Ich kann mich noch erinnern das ich bei der Anmeldung mehre Varianten auswählen konnte, weißt du noch den genauenn Namen und
war diese auch kostenlos?
19 Ein Kommentar von Ben am 3 Jun, 2009
Danke für den tollen Beitrag und die gute Zusammenfassung
Ich bin leider auch erst vor kurzem mal wieder ein Opfer eines Content-Diebes gewordne, der über meinen RSS-Feed den Kontent auf seiner Seite eingebaut hat und dann daraus Profit ziehen wollte.
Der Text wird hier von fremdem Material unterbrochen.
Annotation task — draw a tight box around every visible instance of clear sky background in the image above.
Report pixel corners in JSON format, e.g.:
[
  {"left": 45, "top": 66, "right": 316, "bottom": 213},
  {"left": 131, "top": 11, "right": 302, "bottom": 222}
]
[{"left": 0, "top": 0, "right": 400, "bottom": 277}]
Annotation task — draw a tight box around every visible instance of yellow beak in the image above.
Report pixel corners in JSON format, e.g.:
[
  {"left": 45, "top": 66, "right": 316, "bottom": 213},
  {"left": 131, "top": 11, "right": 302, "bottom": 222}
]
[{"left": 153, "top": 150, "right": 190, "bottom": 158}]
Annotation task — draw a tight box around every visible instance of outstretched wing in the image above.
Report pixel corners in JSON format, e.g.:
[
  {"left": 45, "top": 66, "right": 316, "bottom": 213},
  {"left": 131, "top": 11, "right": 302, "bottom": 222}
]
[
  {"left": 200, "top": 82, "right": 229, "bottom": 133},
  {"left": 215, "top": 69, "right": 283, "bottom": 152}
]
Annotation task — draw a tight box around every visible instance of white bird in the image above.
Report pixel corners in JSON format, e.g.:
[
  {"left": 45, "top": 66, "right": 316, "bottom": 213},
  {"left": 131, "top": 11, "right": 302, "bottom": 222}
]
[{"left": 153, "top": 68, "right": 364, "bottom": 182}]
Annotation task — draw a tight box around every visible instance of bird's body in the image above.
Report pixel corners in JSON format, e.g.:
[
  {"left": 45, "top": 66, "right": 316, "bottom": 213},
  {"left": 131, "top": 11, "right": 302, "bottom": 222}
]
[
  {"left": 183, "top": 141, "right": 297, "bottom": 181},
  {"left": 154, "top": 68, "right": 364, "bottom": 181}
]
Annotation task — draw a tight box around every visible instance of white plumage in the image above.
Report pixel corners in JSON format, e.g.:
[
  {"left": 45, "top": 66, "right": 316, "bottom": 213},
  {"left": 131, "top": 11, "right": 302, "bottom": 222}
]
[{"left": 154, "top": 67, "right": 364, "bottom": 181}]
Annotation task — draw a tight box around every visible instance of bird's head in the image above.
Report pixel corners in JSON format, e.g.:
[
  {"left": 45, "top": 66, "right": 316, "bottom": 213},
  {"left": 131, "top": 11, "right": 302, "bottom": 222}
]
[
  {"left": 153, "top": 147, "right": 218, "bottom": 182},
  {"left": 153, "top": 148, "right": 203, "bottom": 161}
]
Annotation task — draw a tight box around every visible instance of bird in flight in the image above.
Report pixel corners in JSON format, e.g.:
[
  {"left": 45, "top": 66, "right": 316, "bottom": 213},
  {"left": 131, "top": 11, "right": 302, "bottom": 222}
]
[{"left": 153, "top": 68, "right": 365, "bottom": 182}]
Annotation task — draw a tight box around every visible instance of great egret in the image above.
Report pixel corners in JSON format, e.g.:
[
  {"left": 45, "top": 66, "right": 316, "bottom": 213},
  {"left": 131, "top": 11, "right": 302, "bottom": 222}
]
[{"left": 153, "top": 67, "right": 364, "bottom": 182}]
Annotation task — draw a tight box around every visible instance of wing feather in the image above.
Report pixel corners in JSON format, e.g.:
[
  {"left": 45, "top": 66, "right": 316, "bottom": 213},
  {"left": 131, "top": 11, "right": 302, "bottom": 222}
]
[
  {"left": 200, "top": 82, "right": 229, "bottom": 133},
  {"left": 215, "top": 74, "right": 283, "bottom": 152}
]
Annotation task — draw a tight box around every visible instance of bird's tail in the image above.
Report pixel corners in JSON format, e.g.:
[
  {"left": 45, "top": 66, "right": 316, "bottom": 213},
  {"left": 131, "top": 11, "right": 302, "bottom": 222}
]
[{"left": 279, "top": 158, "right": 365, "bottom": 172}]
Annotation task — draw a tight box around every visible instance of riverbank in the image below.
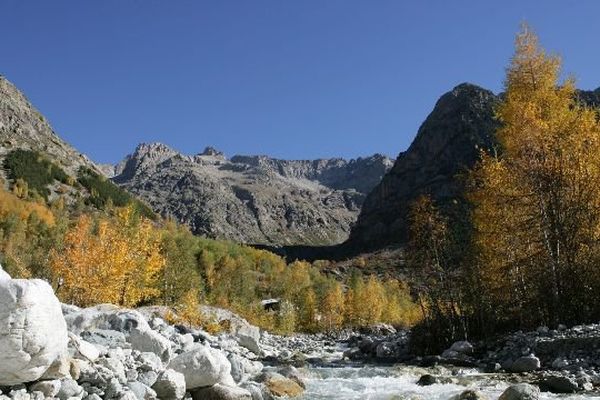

Ich werde mir deine Links und Vorschläge mal anschauen und bestimmt noch einiges auf meinem Blog optimieren, damit das in Zukunft nicht mehr so einfach passiert.
Gruß
Ben
20 Ein Kommentar von blu ray film am 23 Nov, 2009
ich nutze oft noch copyscape.com.
Kostet zwar pro abfrage 5 usd cent, aber dafür geht alles automatisch über die api von denen.
Gerade bei mehreren Tausend Artikeln ist das echt das beste.
21 Ein Kommentar von Monika Lechner am 5 Feb, 2010
Besonders schlimm ist es wenn die Contentdiebe Server mit Trustservice im Ausland nutzen. Dann gibt es kein Impressum und man hat kaum Changen an die Diebe ran zu kommen.
22 Ein Kommentar von carspider am 12 Apr, 2010
Ich persönlich finde es nur schlimm wenn man geklaute Texte für kommerzielle Zwecke nutzt.
23 Ein Kommentar von Edelgard Hennicke am 5 Aug, 2010
Ich als kompletter Neuling in der Web-Szene finde oft Artikel und Passagen, die ich gerne auf meiner Website integrieren würde… Wenn man dann den Verfasser und die Website benennt – also als Zitat darstellt, dürfte es doch keine Probleme geben, oder? Im Gegenteil, wäre dann doch eine gute Werbung für den Verfasser!
24 Ein Kommentar von Peer Wandiger am 5 Aug, 2010
@ Edelgard
mal abgesehen davon, dass man auf Grund des Urheberrechts nicht erlaubt ist, einfach Inhalte von anderen zu kopieren, bringt dies oft auch Nachteile mit sich. Stellt Google fest, dass es den selben Text mehrmals gibt, dann wird ggf. nur noch ein Fundort angezeigt. Und das ist dann teilweise nicht der Original-Autor, was natürlich schlimm ist.
Kurze Zitate sind grundsätzlich noch Okay, wenn man auch die Quelle nennt. Lange Zitate oder komplette Kopien nur nach ausdrücklicher Genehmigung.